With his speech to the Commonwealth Club of San Francisco, Al Gore stunned his running mate Joe Lieberman, and the editors at the New Republic. “Speechless” is how the house organ of the Gore campaign entitled its lead editorial.

“In the 1980s and 1990s,” wrote TNR, “Al Gore consistently battled the irresponsibility and incoherence of foreign affairs that plagued the Democratic Party. And it was partly out of admiration for that difficult and principled work that this magazine twice endorsed him for president.”

San Francisco, however, “sounded like a political broadside against a President who Gore no doubt feels occupies a post that he himself deserves.

But bitterness is not a policy position.”

Yet, watching Gore live, his speech seemed less marked by the bitterness of a candidate who believes he was robbed, than by the canny calculation of a poker player who believes he is drawing to a winning hand – but not until two more cards are dealt.

Had Gore signed on to Bush’s war, as Gephardt, Lieberman, and Edwards have done, how would it have availed him? Does TNR think that if U.S. Marines are patrolling Baghdad’s streets by spring, George Bush will share the glory?

Politically, no one can get to the Right of a president who, in Kevin Phillips’ phrase, makes Barry Goldwater sound like Mahatma Gandhi. The coming war on Iraq will be “Bush’s War,” and for the consequences of the peace, Bush will be held accountable.

Gore knows this. By offering Democrats a choice, not an echo, he shows some of the savvy of another candidate who believed the presidency had been stolen from him, and who gambled and won the White House in 1968: Richard M. Nixon.

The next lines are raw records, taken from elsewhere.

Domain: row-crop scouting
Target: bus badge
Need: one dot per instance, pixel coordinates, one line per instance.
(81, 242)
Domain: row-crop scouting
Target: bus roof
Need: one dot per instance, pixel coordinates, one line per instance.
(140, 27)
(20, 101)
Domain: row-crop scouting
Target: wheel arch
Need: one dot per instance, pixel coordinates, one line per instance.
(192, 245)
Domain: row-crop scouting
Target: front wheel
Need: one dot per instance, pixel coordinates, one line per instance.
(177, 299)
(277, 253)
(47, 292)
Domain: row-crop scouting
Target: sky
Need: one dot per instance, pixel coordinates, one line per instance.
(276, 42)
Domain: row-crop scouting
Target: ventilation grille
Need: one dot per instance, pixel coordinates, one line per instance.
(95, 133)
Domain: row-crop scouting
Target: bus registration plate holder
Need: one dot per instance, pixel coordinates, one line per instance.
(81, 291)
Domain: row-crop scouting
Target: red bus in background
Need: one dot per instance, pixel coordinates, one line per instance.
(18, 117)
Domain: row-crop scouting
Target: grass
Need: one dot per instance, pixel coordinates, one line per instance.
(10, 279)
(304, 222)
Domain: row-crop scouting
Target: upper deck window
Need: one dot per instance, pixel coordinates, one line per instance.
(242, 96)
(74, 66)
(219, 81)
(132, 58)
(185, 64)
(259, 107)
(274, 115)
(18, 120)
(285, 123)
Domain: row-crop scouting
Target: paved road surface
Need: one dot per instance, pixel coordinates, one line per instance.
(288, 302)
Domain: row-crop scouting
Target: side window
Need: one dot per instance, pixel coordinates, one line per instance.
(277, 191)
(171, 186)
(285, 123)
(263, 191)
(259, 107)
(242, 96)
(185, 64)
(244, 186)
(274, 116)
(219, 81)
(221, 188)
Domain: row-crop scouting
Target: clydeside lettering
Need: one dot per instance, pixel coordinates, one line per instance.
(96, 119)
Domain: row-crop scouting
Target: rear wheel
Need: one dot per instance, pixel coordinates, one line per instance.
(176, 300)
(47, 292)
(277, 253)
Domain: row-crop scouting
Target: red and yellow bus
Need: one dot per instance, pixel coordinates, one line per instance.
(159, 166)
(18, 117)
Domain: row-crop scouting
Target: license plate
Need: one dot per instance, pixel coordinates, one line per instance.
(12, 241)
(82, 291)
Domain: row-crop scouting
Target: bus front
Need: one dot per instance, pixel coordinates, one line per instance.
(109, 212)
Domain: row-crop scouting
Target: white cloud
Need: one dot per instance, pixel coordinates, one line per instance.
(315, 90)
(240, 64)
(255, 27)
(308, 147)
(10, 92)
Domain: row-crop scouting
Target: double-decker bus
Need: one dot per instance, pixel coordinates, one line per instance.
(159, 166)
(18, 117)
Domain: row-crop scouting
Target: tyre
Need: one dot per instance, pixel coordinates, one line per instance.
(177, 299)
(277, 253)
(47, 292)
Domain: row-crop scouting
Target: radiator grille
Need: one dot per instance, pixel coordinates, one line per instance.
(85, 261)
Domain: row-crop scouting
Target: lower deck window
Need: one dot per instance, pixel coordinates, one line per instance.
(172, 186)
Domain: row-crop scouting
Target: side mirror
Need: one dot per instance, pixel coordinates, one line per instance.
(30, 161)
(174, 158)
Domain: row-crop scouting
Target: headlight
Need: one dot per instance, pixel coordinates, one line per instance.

Nixon used to counsel Republican candidates: Run to the right in the primaries and to the center in the general. In Gore’s party, the way to upend an establishment choice is the way George McGovern did it: Rally the Left. And the issue about which the Left cares most passionately is peace. Has Gore then become a McGovernite dove?

By no means. What he just did is preempt Vermont’s Howard Dean, an attractive antiwar candidate and Sen. John Kerry, who was moving to position himself as Bush’s leading critic on the war. As for Tom Daschle, he is in a box and shows it. The nation backs Bush, wants Congress to authorize war, and will punish those who refuse to give Bush the power to launch war. For Daschle’s Democrats to defy the president means the loss of both Houses in four weeks. But to vote for a war the Left opposes is to make them Poodles of Perle.

To save their seats, Democrats are resignedly signing on to a rewrite of the Tonkin Gulf Resolution, agonizingly aware that in 2004 their votes will be far less impressive than Gore’s defiance.

Yet, Gore’s speech was risky. The Israeli Lobby for which TNR is conscious echo has been among Gore’s strongest supporters. It is wild for war and exhilarated by the prospect of America smashing half a dozen Arab radical and rogue regimes as well as Tehran, Hezbollah and the Palestinian Authority. Moreover, the Democratic Leadership Council is surely appalled to see the party front-runner cede to George W. Bush the patriot card in 2002.

But Al Gore is not running in 2002. He is running in 2004, and while there is a near certainty the United States will crush Iraq and Bush could be at 90% again in six months, in 2004, it will not be America’s victory people are talking about, but the complications and costs of America’s empire. While there is irrational exuberance today about “democratizing” the Islamic world, this enterprise is about as likely to succeed as was LBJ’s grand scheme to “build a Great Society on the Mekong.”

Gore’s opposition to preemptive war has already begun to pay dividends. Edward Kennedy and Bill Clinton have taken the same stand, giving Gore the aspect of a leader, not a loner. Critics who derided Gore for deferring to consultants now credit him for courage and independence. And the Hollywood Left, whose cash and concerts are crucial when campaign reform takes hold, has been impressed by Gore’s break with Bush on the peace issue.

As war looms, look for Gore to move patriotically beside Bush as Commander-in-Chief, while dissenting from the First Diplomat on his failure to create a great war coalition. And when the war is won and “sorrows come…not single spies, But in battalions,” look for Gore to challenge Bush for squandering the sacrifices of our fighting sons, as another former vice president did in 1968.